Although I may occasionally assign specific topics for these weekly essays, I will generally leave the topics open to your choice. When I don’t make a specific assignment for a given week, you should choose a passage from any of the reading assigned for the week, give a brief summary of its contents, and then comment on it in a way that reflects your own thinking about it. A paragraph or two is a natural length for the passage you write about but it might range from a single sentence to a page.
The reading guides will sometimes point you to key passages in the reading assignments, but you needn’t limit yourself to these. You may take the assignment instead as a opportunity to speak to a part of the assigned reading that interests you but that might not end up being discussed in class.
Although even brief passages can provide enough material for lengthy discussions, I’m not asking for that in these assignments. Aim for something between a paragraph and a page in length (so roughly 100 to 300 words) divided more or less equally between your summary of the passage and your comment on it.
I will be happy to accept these on paper but I encourage you to submit them as e-mail messages (my address is helmang@wabash.edu). If you do, I’ll reply in the same way and you’ll generally get a faster response. My responses may occasionally offer corrections or other evaluations, but they will more often simply respond in the way I might in class discussion.

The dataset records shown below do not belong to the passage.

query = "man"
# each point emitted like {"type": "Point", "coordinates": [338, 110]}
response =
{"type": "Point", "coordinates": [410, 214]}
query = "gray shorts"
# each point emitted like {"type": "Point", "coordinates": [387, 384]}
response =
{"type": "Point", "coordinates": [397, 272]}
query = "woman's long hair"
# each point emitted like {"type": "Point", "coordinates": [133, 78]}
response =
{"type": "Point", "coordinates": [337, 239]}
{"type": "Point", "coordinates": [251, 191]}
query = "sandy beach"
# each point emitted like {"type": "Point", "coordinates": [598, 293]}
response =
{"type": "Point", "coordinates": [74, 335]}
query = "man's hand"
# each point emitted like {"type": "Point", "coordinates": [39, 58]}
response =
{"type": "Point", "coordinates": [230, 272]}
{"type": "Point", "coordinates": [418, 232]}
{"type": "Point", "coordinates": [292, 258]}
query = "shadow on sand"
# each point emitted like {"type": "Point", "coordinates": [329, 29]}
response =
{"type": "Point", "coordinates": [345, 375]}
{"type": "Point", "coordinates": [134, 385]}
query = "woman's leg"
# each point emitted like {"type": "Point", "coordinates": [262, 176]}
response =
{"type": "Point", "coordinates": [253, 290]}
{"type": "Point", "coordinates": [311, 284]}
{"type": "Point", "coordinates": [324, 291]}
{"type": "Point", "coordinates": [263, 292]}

I won’t grade these assignments, but I keep a record of your completion of them as part of my evaluation of your class participation. You should turn them in week by week. I’ll set midnight each class day (i.e., Tues. or Thurs.) as the default deadline for assignments written on a passage from the reading for that day—you choose which days reading to write on—and I’ll accept them after that only by pre-arrangement or upon being offered a good reason or a dean’s excuse.